Mem Inst Oswaldo Cruz, Rio de Janeiro, VOLUME 114 | JULY 2019
Molecular validation of anthropophilic Phlebotominae sandflies (Diptera:Psychodidae) in Central Panama
1Instituto de Investigaciones Científicas y Servicios de Alta Tecnología, Ciudad del Saber, República de Panamá
2Acharya Nagarjuna University, Department of Biotechnology, Guntur, India
3Smithsonian Tropical Research Institute, Panama City, Republic of Panama
4Universidad de Panamá, Programa Centroamericano de Maestría en Entomología, Ciudad del Panamá, República de Panamá
Six Phlebotominae sand fly species are incriminated as biological vectors of human pathogens in Panama, but molecular corroboration is still needed. We aim at confirming the identity of Phlebotominae species documented as anthropophilic in
Panama. Adult sandflies were collected from August 2010 to February 2012 in Central Panama using CDC light traps. Species confirmation was accomplished through molecular barcodes and allied sequences from GenBank. A total of 53,366 sand fly specimens representing 18 species were collected. Five species were validated molecularly as single phylogenetic clusters, but Psychodopygus thula depicted two genetically divergent lineages, which may be indicative of cryptic speciation.
In Panama, six anthropophilic (i.e., man-biters) species of Phlebotominae sandflies (Order Diptera, Family Psychodidae)have been implicated as vectors of Leishmania parasites, the causing agent of American cutaneous leishmaniasis (ACL).(1, 2, 3, 4, 5, 6, 7) Some of these taxa are also suspected vectors of Phlebovirus pathogens to a broad range of animal hosts, including humans.(8, 9, 10, 11) Lutzomyia gomezi, Lutzomyia sanguinaria, Nyssomyia ylephiletor, Nyssomyia trapidoi, Psychodopygus panamensis, and Psychodopygus thula are widespread across forested areas of Panama feeding on various animal species depending on habitat quality and host availability.(12) Earlier taxonomic work using molecular markers supported the specific status of all these taxa in Central Panama, except for Lu. gomezi, for which significant lineage divergence was suggested.(6) Authors hypothesized Lu. gomezi to be a cryptic species complex based on the results of phylogenetic analysis using partial DNA sequences of the mitochondrial Cytochrome C Oxidase Subunit One gene (CO1).(6) This finding was of great epidemiological significance because morphologically identified Lu. gomezi was found infected with Leishmania naiffi, in pristine site at a high infection rate. L. naiffi causes cutaneous leishmaniasis (CL) in South America, but had never been reported from the country of Panama before.(6) A subsequent molecular study, using samples of Lu. gomezi from across the entire country, found low levels of genetic differentiation among populations, thus rejecting the hypothesis of linages diversification in this taxon.(13) Although there seems to be an acceptable level of agreement between morphology and DNA barcoding-based taxonomy for Phlebotominae sand fly species in Panama,(6) there is still a need to validate species boundaries using samples from additional sites, particularly from Central Panama. Herein, we revisit the molecular identity of Phlebotominae sand fly species documented as man-biters(12) in Central Panama, including more locations than the ones used in earlier work.(6) In so doing, we surveyed for sand fly specimens repeatedly in three ecologically distinct areas to account for spatial changes in the community metrics and to look for Leishmania parasite infection in the most prevalent sand fly species.
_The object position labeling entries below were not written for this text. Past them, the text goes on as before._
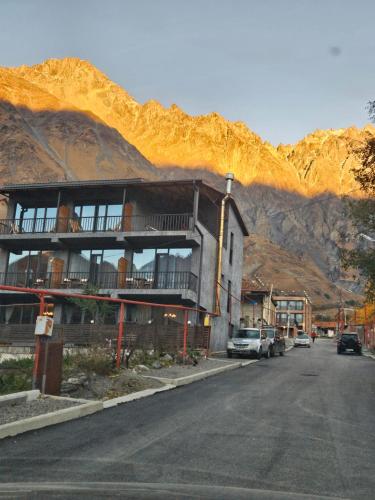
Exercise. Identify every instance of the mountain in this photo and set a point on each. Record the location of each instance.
(170, 137)
(65, 119)
(45, 138)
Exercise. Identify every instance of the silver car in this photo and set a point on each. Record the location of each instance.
(249, 341)
(302, 340)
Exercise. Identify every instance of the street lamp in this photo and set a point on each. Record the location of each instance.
(367, 237)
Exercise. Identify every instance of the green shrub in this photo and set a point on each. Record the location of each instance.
(18, 364)
(95, 360)
(14, 382)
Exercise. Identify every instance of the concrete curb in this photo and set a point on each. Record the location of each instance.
(52, 418)
(177, 382)
(109, 403)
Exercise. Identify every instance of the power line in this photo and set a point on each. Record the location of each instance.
(312, 202)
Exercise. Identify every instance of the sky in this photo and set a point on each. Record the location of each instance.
(284, 67)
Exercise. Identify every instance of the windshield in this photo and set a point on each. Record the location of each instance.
(348, 336)
(247, 334)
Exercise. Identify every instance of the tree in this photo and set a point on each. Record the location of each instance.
(98, 309)
(362, 213)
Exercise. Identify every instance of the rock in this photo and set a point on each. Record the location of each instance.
(67, 388)
(142, 367)
(82, 380)
(166, 357)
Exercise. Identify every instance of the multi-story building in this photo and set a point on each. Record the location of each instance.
(295, 310)
(258, 306)
(150, 241)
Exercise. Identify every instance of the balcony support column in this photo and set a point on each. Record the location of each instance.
(3, 260)
(57, 210)
(195, 205)
(123, 209)
(120, 334)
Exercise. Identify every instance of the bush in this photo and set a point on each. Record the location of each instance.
(18, 364)
(95, 360)
(14, 382)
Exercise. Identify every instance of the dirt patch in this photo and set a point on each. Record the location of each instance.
(94, 386)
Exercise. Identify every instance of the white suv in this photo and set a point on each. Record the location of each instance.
(249, 341)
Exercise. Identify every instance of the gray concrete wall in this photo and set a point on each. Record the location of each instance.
(232, 272)
(208, 277)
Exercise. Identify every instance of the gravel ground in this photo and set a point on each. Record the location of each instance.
(21, 410)
(177, 371)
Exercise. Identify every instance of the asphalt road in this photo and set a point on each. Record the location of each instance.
(291, 427)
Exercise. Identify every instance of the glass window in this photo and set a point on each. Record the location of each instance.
(247, 334)
(231, 248)
(299, 318)
(144, 260)
(110, 260)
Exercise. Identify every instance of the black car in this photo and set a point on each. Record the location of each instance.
(277, 341)
(349, 342)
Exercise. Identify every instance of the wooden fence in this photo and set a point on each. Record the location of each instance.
(154, 336)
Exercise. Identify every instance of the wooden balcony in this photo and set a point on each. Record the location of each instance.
(184, 280)
(100, 224)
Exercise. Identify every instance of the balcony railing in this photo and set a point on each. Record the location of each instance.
(153, 222)
(109, 280)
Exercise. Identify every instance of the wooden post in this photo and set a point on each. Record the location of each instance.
(185, 333)
(120, 334)
(37, 345)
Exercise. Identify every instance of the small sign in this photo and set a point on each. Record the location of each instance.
(44, 326)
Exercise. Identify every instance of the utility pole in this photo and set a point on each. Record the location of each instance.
(269, 305)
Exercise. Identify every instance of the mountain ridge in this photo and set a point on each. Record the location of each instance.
(65, 119)
(170, 137)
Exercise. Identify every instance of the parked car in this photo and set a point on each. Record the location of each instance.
(302, 340)
(277, 341)
(249, 341)
(349, 342)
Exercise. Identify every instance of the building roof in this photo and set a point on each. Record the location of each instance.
(213, 194)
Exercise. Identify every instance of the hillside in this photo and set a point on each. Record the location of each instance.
(64, 119)
(170, 137)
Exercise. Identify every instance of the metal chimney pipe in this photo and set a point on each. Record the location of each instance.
(229, 178)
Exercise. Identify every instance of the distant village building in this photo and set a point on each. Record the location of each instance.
(151, 241)
(258, 307)
(295, 310)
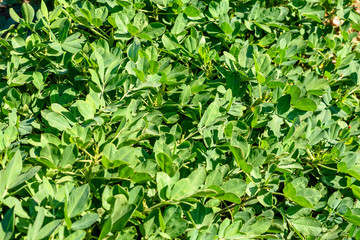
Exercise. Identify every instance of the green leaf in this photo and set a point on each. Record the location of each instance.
(56, 120)
(28, 12)
(308, 226)
(78, 200)
(85, 109)
(14, 15)
(85, 222)
(7, 225)
(133, 50)
(305, 104)
(192, 11)
(164, 162)
(283, 104)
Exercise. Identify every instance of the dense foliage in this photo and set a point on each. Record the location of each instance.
(178, 119)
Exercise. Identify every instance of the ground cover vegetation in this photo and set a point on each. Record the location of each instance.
(180, 119)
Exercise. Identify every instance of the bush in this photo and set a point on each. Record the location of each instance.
(180, 120)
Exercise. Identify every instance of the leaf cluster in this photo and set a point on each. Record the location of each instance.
(179, 119)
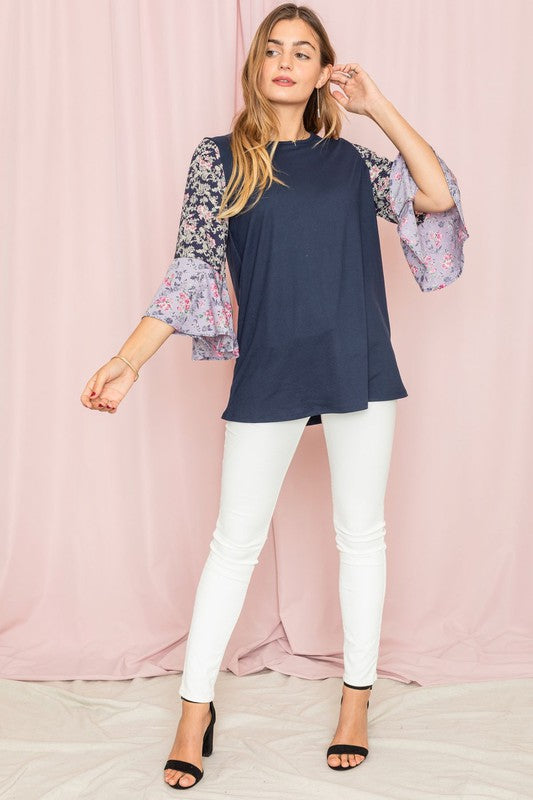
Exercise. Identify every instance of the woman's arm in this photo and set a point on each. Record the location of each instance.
(433, 194)
(145, 340)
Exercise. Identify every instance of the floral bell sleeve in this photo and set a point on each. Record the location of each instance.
(194, 296)
(431, 241)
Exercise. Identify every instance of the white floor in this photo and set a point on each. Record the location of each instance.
(108, 740)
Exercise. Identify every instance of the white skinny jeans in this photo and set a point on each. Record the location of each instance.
(256, 458)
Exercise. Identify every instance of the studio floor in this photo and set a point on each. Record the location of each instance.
(108, 740)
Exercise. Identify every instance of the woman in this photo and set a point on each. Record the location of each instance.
(294, 213)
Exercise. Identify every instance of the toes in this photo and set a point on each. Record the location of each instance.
(187, 780)
(173, 776)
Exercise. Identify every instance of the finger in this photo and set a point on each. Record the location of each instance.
(340, 98)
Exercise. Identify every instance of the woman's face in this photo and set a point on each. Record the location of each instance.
(292, 52)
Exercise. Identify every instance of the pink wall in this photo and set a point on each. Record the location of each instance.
(106, 519)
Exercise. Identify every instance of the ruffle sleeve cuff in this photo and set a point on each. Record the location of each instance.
(432, 242)
(194, 299)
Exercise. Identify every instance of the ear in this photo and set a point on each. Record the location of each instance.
(326, 73)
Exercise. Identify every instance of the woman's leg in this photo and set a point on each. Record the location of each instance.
(256, 458)
(359, 448)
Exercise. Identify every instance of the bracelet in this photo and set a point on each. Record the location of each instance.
(129, 365)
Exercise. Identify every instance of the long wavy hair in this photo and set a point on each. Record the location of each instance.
(252, 161)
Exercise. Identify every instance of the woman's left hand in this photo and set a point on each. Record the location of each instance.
(360, 89)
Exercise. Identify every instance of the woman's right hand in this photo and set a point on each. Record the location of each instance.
(108, 386)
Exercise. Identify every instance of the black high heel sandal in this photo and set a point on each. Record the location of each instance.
(357, 749)
(207, 749)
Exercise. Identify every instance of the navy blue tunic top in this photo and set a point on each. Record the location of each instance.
(305, 262)
(313, 331)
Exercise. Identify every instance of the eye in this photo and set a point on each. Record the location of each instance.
(298, 54)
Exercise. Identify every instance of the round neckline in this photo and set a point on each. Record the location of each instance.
(299, 143)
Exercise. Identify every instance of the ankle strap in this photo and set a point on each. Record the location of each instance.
(357, 687)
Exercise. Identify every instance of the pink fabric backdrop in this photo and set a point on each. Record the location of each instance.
(106, 520)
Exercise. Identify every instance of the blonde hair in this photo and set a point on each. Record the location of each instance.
(252, 162)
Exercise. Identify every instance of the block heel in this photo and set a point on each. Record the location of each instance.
(207, 749)
(356, 749)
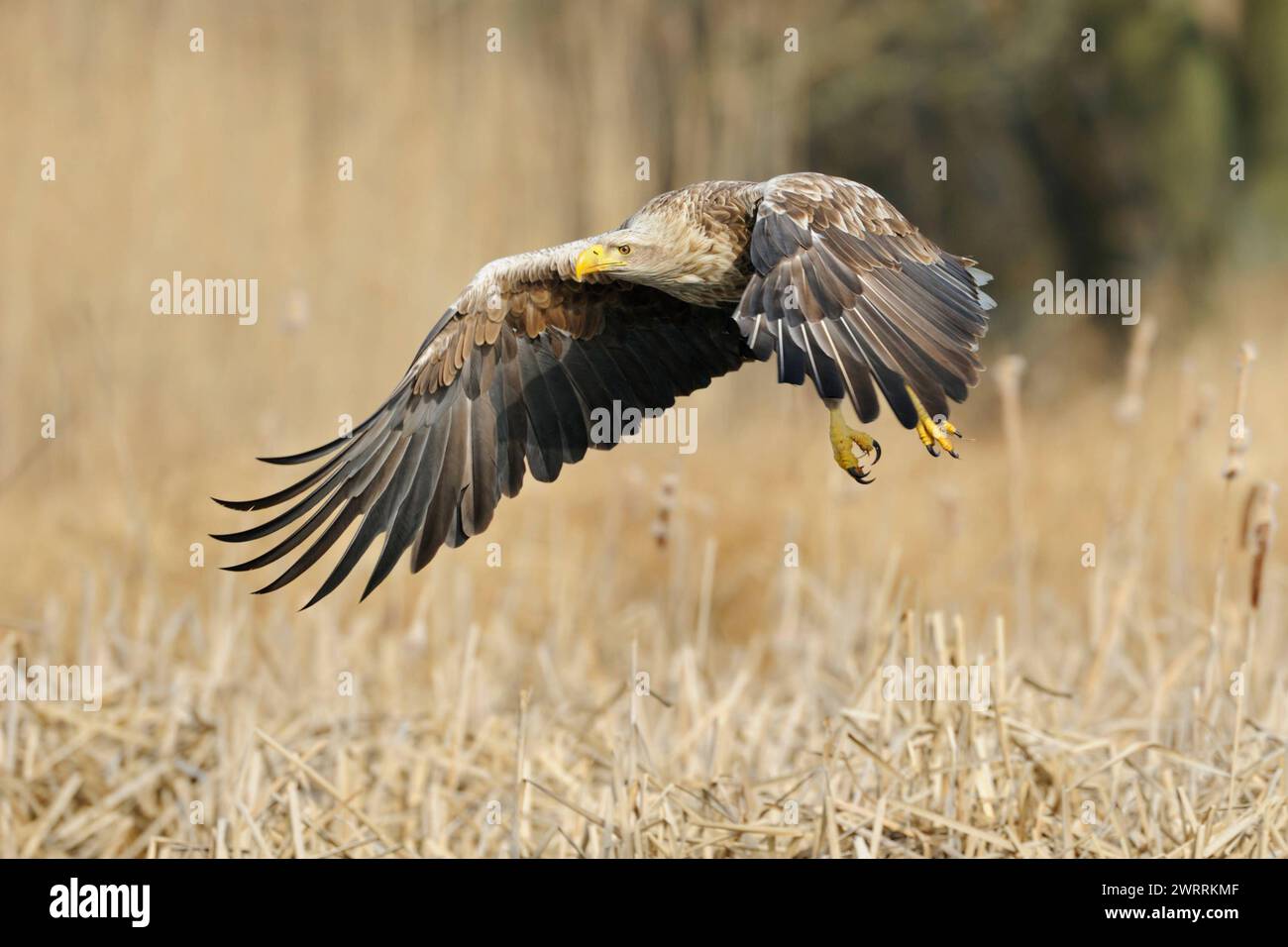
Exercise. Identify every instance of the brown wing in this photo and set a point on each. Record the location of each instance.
(848, 291)
(505, 381)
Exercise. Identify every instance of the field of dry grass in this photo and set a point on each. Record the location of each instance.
(644, 674)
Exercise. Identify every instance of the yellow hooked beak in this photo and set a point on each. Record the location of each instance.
(595, 260)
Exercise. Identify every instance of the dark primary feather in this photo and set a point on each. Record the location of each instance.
(848, 292)
(488, 394)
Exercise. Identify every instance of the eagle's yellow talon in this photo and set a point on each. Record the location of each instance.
(844, 437)
(934, 433)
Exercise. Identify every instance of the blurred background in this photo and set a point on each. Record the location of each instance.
(1107, 163)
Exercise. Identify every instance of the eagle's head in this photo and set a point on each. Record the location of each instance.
(653, 249)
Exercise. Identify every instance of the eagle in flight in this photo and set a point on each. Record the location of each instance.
(822, 272)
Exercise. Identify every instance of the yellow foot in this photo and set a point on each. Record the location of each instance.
(844, 438)
(934, 432)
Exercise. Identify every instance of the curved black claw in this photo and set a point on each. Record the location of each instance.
(859, 474)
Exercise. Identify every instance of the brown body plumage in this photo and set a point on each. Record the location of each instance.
(819, 270)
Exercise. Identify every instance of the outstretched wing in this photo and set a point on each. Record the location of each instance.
(849, 292)
(505, 381)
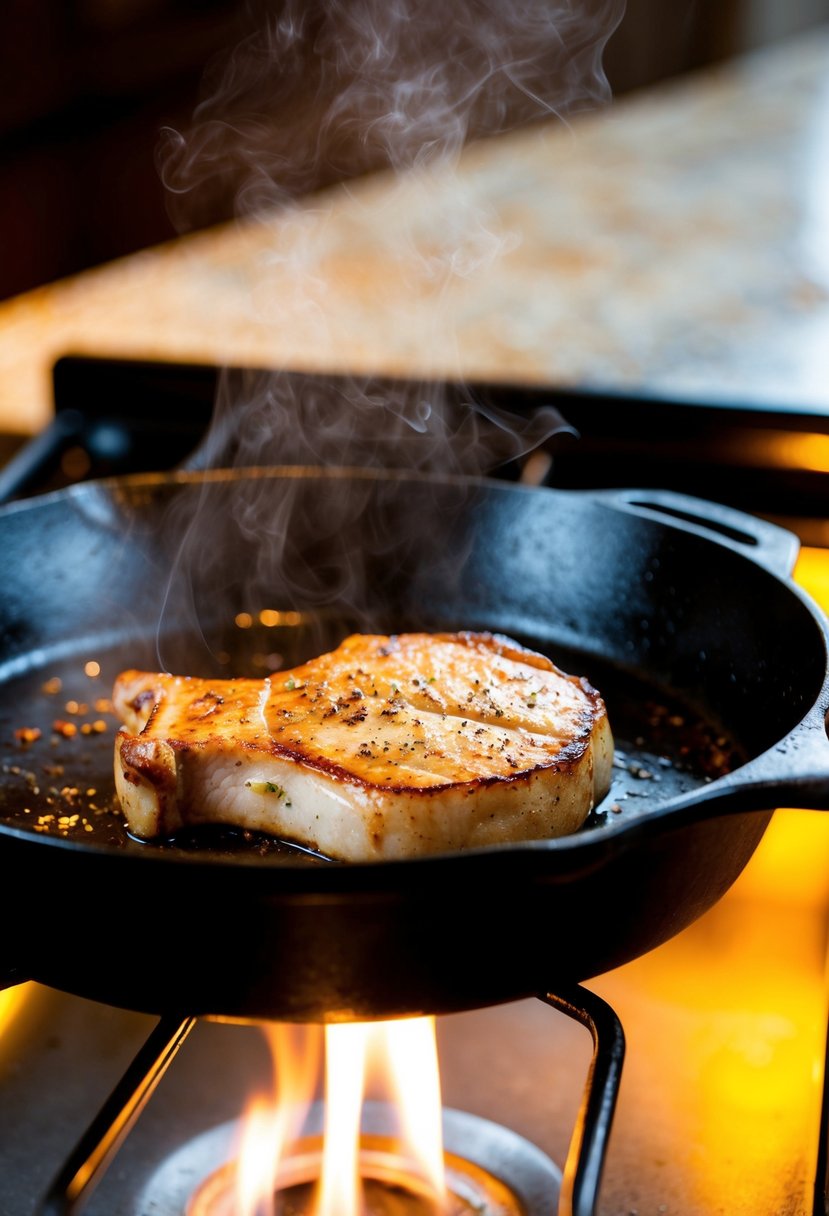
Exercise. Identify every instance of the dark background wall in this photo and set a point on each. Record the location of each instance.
(88, 85)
The study was conducted in the lowland tropical rainforest ecosystem of Central Panama, a region formerly known as the Panama Canal Zone. Detailed information on the sampling area, trapping design and effort was published elsewhere.(14, 15) Captured sandflies were separated from other insects under a stereoscope, labeled with a unique code, and initially identified using female morphological characters(16, 17) and the taxonomic nomenclature by Galati.(18)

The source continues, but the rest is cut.